OLMo uses open datasets, such as CommonCrawl and StackOverflow, for training, about 5TB worth of text. I wonder how well it would perform if it was also trained on Annas Archive/LibGen (>600TB).
A possibly better question could be how well it would perform if it was trained on selected material - see the efforts of Mortimer Adler in the USA, or the efforts of any good publishing house in the definition of editorial collections.
But I remain skeptical that without "critical thinking as a condition to write into "conscious" memory" the barrier of "conformism" will ever be broken.
Not a lawyer but would assume downloading material from libgen is, in the vast majority of cases, illegal because it's a breach of copyright or similar. That’s gotten Meta in quite a spectacle of late [1]
CommonCrawl is composed of copyrighted contents too. You gain copyright on your work automatically the moment you created it, including this very comment.
One could argue that using copyrighted content in LLMs, much like reposting, should fall under fair use. This is also Microsoft's claim in the GitHub Copilot lawsuits. It's up to the court to decide though. (IANAL)
It’s a catchy term, but loaded. Copyright protects only original expression, not ideas and information. So if a computer algorithm reads the former and outputs the latter, arguably copyright isn’t involved at all.
There are plenty of good counterarguments to this as well, when you consider the effects of automation and scale. I’m definitely interested in seeing how the jurisprudence develops as these cases go through the courts.
I have struggled with SVG generation with just about all models, the SVG demo for this model is more or less that I get from much larger models.
Am I doing something wrong? Everyone seems to say how well models work in producing SVGs but I get shapes in all sorts of the wrong places. SVG documents are quite low level (verses editing them in Inkscape or Illustrator) so its tricky to modify, beyond very simple shapes.
The models are mostly terrible at SVG output, at least if you ask for something that's hard (or impossible?) to draw like a pelican riding a bicycle. That's why I use it as a benchmark, I think it's amusing: https://simonwillison.net/tags/pelican-riding-a-bicycle/
Some of them can do good SVGs for things that make sense, like simple diagrams.
These works well for some svg that are simple and already in training data but doesn't work for harder svgs, even simple one if they are out of distribution of training data.
In simon's example whole purpose is to make it draw something that it has not seen before but can easily infer from geometry, spatial arrangement.
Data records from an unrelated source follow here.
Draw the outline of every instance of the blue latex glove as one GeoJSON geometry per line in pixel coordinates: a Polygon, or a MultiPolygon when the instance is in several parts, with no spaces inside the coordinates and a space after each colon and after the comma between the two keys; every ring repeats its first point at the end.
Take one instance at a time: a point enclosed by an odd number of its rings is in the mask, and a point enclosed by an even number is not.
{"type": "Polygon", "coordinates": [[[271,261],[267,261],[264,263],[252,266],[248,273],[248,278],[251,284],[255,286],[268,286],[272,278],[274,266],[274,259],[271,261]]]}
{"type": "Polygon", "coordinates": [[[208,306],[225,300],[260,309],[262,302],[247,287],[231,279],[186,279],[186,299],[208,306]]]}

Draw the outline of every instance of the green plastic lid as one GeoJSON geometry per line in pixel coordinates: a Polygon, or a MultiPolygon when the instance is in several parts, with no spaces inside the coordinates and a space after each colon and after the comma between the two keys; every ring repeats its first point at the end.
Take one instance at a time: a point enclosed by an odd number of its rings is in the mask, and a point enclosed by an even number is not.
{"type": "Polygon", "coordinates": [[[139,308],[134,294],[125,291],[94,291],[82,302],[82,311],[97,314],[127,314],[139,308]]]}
I think it makes a fun problem.
I think it’s a big deal to see a fully open LLM now achieving this level of quality. While the partially open releases we’ve seen from the big labs are are quite valuable, models like OLMo-2 are the only way that researchers can truly study this technology to answer questions about how the models’ capabilities are shaped by their training data and training process.
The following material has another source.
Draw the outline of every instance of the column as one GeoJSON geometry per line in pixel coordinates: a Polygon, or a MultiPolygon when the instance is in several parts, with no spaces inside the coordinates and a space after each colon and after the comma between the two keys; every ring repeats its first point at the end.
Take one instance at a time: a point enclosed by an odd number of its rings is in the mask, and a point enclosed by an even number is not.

The closed and partly-closed models rely on a lot of secret sauce, so it’s also just really impressive to see their results being replicated in the open.
In the paramount tasks is to understand the internals of the "black box", get knowledge, engineer better. Of course having "fully open" projects should help that.
I was here wondering if there was a specific reason for MLX behind this model, but (thankfully thinking of openness) nothing to do with the original model.